SINGLE_TABLE - Single table per class hierarchy

The SINGLE_TABLE strategy has the advantage of being simple. Loading entities requires querying only one table, with the discriminator column being used to determine the type of the entity. This simplicity also helps when manually inspecting or modifying the entities stored in the database.

A disadvantage of this strategy is that the single table becomes very large when there are a lot of classes in the hierarchy. Also, columns that are mapped to a subclass in the hierarchy should be nullable, which is especially annoying with large inheritance hierarchies. Finally, a change to any one class in the hierarchy requires the single table to be altered, making the SINGLE_TABLE strategy only suitable for small inheritance hierarchies.

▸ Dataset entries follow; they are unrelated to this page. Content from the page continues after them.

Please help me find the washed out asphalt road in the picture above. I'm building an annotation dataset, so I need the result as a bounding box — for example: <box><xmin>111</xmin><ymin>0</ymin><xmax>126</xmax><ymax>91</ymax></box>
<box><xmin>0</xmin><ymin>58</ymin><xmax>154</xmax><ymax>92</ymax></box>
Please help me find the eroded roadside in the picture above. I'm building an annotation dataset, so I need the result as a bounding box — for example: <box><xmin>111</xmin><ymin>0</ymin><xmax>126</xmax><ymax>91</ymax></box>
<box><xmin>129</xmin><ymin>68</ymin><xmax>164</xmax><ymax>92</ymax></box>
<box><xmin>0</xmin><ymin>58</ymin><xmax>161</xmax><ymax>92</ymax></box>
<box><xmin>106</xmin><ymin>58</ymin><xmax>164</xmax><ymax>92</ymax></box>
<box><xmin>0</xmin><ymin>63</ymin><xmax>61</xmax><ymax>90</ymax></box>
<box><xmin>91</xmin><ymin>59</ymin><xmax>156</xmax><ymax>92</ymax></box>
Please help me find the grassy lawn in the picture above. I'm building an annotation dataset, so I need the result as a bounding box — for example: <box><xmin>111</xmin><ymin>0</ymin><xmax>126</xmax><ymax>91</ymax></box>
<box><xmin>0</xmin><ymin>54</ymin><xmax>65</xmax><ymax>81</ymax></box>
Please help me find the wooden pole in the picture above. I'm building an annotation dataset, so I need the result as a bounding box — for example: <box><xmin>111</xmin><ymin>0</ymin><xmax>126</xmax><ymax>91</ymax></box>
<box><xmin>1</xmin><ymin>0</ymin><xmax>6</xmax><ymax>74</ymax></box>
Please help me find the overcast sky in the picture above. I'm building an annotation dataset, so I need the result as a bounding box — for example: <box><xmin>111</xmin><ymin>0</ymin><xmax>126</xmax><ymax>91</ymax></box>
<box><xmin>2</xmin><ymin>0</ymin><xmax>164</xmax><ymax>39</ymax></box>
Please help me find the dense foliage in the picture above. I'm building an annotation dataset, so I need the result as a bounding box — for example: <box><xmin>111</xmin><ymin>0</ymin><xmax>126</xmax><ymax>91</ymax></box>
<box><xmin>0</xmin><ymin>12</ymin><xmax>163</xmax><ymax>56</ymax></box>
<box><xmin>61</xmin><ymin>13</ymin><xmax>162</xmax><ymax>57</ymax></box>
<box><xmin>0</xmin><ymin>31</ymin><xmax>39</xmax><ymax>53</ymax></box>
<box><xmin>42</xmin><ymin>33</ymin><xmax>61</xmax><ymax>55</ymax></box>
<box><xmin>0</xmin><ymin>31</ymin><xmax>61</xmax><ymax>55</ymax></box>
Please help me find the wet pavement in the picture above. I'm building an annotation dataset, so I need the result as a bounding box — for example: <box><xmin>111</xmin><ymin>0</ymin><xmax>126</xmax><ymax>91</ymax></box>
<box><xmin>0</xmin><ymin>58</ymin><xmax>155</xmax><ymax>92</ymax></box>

TABLE_PER_CLASS - Table per concrete class

The TABLE_PER_CLASS strategy does not require columns to be made nullable, and results in a database schema that is relatively simple to understand. As a result it is also easy to inspect or modify manually.

A downside is that polymorphically loading entities requires a UNION of all the mapped tables, which may impact performance. Finally, the duplication of column corresponding to superclass fields causes the database design to not be normalized. This makes it hard to perform aggregate (SQL) queries on the duplicated columns. As such this strategy is best suited to wide, but not deep, inheritance hierarchies in which the superclass fields are not ones you want to query on.

JOINED - Table per class

The JOINED strategy gives you a nicely normalized database schema without any duplicate columns or unwanted nullable columns. As such it is best suited to large inheritance hierarchies, be the deep or wide.

This strategy does make the data harder to inspect or modify manually. Also, the JOIN operation needed to load entities can become a performance problem or a downright barrier to the size of your inheritance strategy. Also note that Hibernate does not correctly handle discriminator columns when using the JOINED strategy.

BTW, when using Hibernate proxies, be aware that lazily loading a class mapped with any of the three strategies above always returns a proxy that is an instanceof the superclass.

Are those all the options?

So to summarize you could say the following rules apply when choosing from JPA's standard inheritance mapping options:

  • Small inheritance hierarchy -> SINGLE_TABLE.
  • Wide inheritance hierarchy -> TABLE_PER_CLASS.
  • Deep inheritance hierarchy -> JOINED.

But what if your inheritance hierarchy is very wide or very deep? And what if the classes in your system are modified often? As we found while building a persisted command framework and a flexible CMDB for our Java EE deployment automation product Deployit, the concrete classes at the bottom of a large inheritance hierarchy can change often. So these two questions often get a positive answer at the same time. Luckily there is one solution to both problems!

Using blobs

The first thing to note is that inheritance is a very large component of the object-relational impedance mismatch. And then question we should ask ourselves is: why are we even mapping all those often changing concrete classes to database tables? If object databases had really broken through, we might be better off storing those classes in such a database. As it is, relational database have inherited the earth so that is out of the question. It might also be that for a part of your object model the relational model actually makes sense because you want to perform queries and have the database manage the (foreign key) relations. But for some parts you are actually only interested in simple persistence of objects.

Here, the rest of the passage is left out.